Once we can’t see the river anymore, Memory stops to rest. We’re both huffing and puffing. “Never get this close to elephant,” she says. She waves her hand in front of her face. Clutching my side and giggling, I follow her back to the blue gum tree.

“It is a serious thing,” she says, gasping.

“The gas of the elephant?” I ask.

“No,” Memory says. “Elephant …” She lifts her flip-flop and stomps it onto the ground like she’s killing a bug. “Mother elephant do that … on person who go close to the baby. We do not see baby elephant, so we do not know if we are close or far.”

“Oh,” I say. It’s not funny, but I can’t stop laughing until Mrs. Tomasi orders us to begin building our anemometers. First, we cut our calabashes in half with the knives Saidi and Norman keep in their pockets. Next, we scoop the warm, squishy pulp out with our bare hands. The pulp sticks in our fingernails, turning them an orangey, burnt sienna color. After that, we take two sticks and attach one empty half to each of the four ends. Then, finally, we hammer our bamboo pole into the ground with a large rock so it’s standing straight up.

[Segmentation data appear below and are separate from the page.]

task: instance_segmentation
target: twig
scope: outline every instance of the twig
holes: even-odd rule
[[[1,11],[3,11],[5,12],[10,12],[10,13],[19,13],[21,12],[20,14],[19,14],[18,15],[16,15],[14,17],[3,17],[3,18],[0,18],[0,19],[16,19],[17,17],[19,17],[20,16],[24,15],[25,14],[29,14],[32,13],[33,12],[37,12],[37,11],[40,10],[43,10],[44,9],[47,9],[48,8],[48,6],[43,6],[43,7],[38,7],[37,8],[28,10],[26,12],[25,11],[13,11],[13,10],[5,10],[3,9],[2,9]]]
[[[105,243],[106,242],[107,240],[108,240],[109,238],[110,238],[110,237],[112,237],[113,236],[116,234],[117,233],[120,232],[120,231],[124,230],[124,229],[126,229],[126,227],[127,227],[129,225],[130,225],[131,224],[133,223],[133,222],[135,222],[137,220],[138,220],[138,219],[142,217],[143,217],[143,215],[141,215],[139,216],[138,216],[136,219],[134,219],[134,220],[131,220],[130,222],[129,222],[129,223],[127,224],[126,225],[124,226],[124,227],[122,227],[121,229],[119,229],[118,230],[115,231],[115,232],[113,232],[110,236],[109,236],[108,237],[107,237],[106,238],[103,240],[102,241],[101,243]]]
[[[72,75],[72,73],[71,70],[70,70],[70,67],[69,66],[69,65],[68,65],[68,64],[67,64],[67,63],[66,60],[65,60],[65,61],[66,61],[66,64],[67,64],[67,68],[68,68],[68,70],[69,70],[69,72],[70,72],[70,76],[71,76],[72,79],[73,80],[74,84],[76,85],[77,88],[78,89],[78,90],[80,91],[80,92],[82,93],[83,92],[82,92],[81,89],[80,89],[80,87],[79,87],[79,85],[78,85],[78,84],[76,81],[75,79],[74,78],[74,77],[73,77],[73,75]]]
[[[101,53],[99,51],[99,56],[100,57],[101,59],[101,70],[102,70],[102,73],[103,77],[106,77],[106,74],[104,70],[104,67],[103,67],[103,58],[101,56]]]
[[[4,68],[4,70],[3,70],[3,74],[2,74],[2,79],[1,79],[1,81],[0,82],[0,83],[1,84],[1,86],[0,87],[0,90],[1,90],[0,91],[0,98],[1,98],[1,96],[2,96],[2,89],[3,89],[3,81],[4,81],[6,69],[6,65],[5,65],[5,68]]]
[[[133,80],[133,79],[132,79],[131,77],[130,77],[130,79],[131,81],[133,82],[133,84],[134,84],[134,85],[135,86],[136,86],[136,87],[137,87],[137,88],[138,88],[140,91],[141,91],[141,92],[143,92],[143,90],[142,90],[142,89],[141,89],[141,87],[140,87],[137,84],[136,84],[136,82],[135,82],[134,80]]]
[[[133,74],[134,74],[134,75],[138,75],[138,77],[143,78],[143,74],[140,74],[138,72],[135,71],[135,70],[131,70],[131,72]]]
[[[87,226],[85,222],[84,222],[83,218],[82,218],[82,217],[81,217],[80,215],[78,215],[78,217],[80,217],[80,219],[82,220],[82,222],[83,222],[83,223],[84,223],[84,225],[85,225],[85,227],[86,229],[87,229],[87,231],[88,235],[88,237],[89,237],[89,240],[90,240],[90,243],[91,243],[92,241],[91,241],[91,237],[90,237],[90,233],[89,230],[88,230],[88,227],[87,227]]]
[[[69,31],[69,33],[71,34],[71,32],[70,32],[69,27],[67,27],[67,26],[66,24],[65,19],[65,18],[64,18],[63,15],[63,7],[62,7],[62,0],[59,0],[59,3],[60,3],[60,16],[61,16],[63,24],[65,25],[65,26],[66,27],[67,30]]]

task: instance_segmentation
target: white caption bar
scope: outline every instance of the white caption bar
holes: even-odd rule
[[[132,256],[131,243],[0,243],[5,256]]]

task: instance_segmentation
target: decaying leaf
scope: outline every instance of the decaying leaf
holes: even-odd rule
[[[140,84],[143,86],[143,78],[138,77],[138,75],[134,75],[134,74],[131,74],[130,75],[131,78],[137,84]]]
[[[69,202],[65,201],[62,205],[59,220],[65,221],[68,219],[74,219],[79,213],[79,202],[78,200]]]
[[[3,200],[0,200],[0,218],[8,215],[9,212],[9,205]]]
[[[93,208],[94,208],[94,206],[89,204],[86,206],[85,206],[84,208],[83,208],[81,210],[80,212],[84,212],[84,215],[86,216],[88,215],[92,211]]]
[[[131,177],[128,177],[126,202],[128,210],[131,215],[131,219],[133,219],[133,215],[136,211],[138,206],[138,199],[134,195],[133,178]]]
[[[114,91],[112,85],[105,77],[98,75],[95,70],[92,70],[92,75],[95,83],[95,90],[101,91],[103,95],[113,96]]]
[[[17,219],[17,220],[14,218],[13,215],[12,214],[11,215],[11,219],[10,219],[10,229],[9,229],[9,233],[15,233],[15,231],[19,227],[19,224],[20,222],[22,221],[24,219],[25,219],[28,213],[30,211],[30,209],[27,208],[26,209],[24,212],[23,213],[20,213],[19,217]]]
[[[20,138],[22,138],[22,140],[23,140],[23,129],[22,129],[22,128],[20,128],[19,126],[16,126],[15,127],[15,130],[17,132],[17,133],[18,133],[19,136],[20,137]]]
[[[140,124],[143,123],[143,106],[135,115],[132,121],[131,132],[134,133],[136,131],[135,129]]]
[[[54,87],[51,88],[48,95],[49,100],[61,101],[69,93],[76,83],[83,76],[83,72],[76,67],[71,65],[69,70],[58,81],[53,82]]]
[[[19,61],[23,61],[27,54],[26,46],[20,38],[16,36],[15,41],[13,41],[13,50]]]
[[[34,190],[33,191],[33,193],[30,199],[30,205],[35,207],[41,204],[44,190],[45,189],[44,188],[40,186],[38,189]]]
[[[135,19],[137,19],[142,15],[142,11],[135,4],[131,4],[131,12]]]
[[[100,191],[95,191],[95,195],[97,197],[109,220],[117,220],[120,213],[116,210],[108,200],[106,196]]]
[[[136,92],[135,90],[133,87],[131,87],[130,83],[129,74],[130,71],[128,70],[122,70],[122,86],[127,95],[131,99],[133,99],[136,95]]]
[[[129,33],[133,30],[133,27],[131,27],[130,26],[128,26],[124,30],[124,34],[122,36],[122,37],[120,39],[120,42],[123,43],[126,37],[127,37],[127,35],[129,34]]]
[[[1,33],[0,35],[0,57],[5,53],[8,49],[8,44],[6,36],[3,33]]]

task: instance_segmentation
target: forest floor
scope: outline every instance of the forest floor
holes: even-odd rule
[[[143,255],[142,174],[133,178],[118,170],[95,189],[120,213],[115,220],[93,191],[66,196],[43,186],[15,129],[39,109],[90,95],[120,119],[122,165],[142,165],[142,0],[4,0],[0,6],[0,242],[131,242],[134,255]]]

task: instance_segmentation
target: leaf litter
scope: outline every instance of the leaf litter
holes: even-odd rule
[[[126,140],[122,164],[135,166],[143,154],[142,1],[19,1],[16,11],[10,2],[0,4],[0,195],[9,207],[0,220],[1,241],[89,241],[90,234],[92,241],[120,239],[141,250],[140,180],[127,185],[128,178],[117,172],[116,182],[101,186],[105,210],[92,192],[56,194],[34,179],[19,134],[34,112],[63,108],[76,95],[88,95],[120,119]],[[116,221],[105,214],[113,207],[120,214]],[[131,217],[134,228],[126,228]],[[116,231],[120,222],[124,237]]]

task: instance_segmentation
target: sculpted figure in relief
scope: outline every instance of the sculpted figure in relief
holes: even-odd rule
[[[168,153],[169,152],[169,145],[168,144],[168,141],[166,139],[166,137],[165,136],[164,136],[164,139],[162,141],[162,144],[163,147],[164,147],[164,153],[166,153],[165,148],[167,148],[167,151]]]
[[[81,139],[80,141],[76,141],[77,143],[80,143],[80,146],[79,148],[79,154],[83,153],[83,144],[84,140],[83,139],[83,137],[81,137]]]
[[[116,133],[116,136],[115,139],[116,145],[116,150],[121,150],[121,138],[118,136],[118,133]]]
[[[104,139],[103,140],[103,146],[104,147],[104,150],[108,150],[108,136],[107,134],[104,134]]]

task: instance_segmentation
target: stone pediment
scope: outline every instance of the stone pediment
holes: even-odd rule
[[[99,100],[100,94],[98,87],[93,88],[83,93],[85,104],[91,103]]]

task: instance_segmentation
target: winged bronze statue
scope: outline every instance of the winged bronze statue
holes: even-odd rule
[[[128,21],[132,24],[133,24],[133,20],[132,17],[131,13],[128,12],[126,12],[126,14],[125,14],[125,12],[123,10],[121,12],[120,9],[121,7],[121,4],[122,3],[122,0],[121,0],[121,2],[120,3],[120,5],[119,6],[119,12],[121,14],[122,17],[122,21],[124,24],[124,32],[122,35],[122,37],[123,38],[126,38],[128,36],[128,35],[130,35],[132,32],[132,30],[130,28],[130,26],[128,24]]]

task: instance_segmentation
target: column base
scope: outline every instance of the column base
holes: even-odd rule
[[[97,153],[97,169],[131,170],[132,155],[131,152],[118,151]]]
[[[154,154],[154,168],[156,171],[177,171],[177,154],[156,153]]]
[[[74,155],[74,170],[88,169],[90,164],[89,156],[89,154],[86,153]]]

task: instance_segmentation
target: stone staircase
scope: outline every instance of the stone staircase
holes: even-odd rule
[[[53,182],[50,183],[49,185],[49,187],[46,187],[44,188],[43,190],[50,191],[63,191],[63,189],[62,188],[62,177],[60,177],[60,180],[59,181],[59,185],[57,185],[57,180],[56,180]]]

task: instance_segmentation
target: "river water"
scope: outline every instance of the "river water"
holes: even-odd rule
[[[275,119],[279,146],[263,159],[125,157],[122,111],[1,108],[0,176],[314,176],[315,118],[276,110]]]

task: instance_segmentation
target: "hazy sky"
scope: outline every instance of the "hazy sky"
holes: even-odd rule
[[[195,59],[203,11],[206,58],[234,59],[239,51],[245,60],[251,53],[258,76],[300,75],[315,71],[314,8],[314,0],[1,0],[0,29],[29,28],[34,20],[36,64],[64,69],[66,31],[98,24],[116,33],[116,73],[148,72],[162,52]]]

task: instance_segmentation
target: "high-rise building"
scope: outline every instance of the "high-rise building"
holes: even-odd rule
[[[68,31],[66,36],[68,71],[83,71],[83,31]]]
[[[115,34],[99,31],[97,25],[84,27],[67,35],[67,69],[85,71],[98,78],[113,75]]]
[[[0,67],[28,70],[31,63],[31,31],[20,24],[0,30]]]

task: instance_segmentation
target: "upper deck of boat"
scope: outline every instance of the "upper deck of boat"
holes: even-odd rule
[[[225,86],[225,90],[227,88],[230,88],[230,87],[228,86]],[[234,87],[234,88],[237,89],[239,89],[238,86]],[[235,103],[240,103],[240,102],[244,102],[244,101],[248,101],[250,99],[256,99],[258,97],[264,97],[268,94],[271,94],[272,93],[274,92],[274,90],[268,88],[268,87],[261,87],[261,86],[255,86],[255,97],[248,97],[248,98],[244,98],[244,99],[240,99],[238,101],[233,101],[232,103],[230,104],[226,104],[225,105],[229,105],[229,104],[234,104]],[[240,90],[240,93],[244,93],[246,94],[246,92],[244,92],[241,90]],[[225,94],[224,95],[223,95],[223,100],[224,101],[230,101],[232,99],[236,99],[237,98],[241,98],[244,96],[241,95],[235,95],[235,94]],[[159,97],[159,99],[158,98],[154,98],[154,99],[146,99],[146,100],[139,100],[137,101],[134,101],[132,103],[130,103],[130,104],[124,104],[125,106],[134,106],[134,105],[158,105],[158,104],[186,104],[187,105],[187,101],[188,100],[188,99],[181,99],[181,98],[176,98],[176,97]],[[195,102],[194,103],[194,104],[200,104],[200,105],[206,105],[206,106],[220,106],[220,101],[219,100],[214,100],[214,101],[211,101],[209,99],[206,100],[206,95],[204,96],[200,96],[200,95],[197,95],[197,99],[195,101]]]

“Now I shall demonstrate,” Mrs. Tomasi says. She picks up our sticks and crosses them at the center. Norman gives her one of the nails he’s carved out of bamboo with his pocketknife. Mrs. Tomasi holds the crossed sticks at the top of the bamboo pole. “Clare, please do hammer the nail into place,” she says. But I can’t reach the top of the pole, so Norman goes into the classroom and carries a bench outside for me to stand on.

No sooner do I pound in the nail with a rock than the wind blows, our anemometer spins, and an incredible feeling pinwheels through my chest.